Comment by jihadjihad

1 month ago

In my experience asking the model to construct an automated test suite, with no additional context, is asking for a bad time. You'll see tests for a custom exception class that you (or the LLM) wrote that check that the message argument can be overwritten by the caller, or that a class responds to a certain method, or some other pointless and/or tautological test.

If you start with an example file of tests that follow a pattern you like, along with the code the tests are for, it's pretty good at following along. Even adding a sentence to the prompt about avoiding tautological tests and focusing on the seams of functions/objects/whatever (integration tests) can get you pretty far to a solid test suite.

2 comments

jihadjihad

kaydub 1 month ago

1 agent writes the tests, threads the needle.

Another agent reviews the tests, finds duplicate code, finds poor testing patterns, looks for tests that are only following the "happy path", ensures logic is actually tested and that you're not wasting time testing things like getters and setters. That agent writes up a report.

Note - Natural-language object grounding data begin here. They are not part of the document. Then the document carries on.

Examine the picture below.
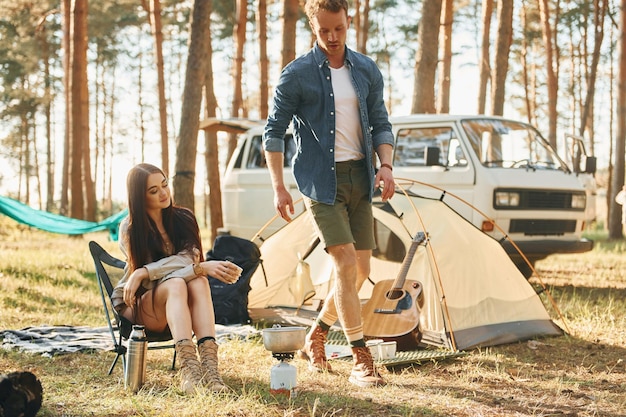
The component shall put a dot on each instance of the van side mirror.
(590, 165)
(431, 155)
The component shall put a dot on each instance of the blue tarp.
(56, 223)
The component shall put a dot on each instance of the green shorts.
(349, 219)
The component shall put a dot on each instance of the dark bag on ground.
(230, 301)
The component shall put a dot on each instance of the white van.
(504, 168)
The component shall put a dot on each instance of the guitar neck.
(408, 259)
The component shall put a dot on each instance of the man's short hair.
(312, 7)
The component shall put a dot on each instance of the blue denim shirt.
(304, 95)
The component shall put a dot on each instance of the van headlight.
(506, 199)
(579, 201)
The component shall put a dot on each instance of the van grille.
(542, 227)
(540, 199)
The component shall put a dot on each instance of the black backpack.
(230, 301)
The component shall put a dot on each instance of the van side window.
(429, 146)
(256, 155)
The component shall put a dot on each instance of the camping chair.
(109, 270)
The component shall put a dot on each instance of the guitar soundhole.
(395, 294)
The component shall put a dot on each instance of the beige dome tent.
(473, 293)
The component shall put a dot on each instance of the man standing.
(334, 96)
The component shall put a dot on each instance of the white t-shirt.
(348, 133)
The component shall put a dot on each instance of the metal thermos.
(135, 372)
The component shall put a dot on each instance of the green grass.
(49, 279)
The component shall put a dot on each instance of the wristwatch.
(197, 269)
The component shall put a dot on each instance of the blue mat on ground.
(53, 340)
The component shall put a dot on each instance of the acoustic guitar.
(393, 311)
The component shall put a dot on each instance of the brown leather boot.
(190, 371)
(208, 361)
(364, 374)
(314, 350)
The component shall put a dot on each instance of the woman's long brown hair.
(144, 241)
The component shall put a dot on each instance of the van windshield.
(509, 144)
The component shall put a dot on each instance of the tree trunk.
(264, 61)
(484, 67)
(363, 27)
(426, 58)
(600, 7)
(291, 12)
(617, 180)
(157, 32)
(186, 149)
(239, 33)
(66, 13)
(79, 131)
(212, 151)
(546, 31)
(503, 47)
(445, 36)
(528, 86)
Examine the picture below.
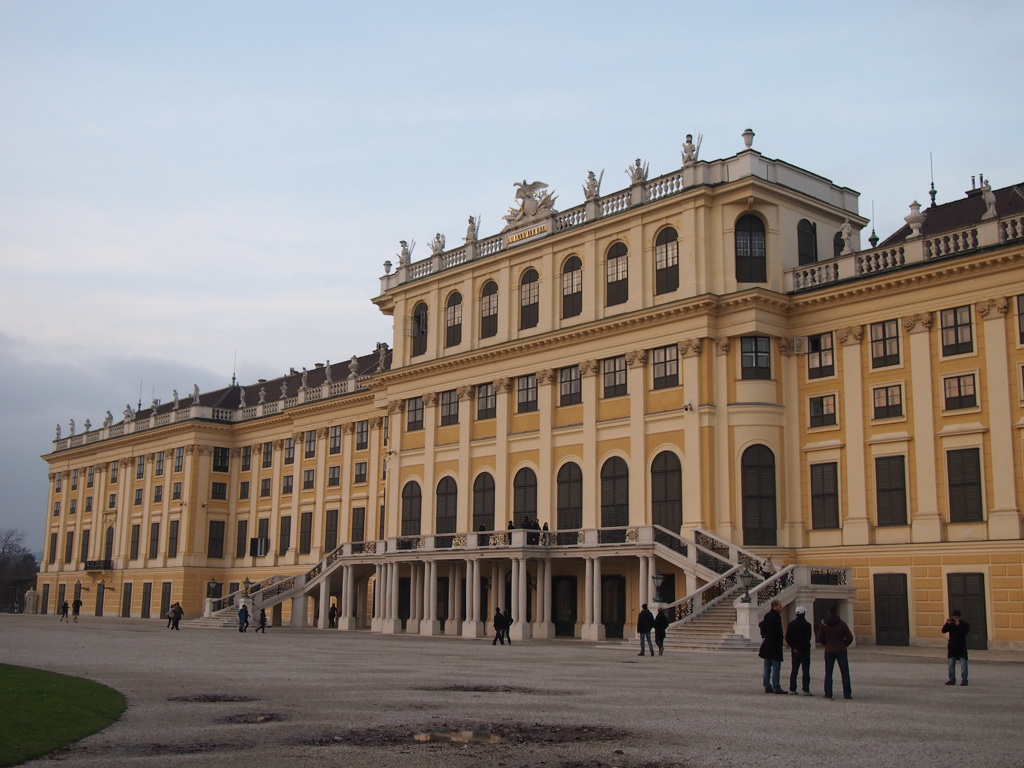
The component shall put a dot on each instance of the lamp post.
(748, 580)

Give that report back to the agent that wrote the test or spin up a new agent and feed the report to it.

Don't do all of this blindly, actually read the report to make sure the llm is on the right path. Repeat that one or two times.

matltc 1 month ago

Yeah I've seen this too. Bangs out five hundred line unit test file, but half of them are as you describe.

Just writing one line in CLAUDE.md or similar saying "don't test library code; assume it is covered" works.

Half the battle with this stuff is realizing that these agents are VERY literal. The other half is paring down your spec/token usage without sacrificing clarity.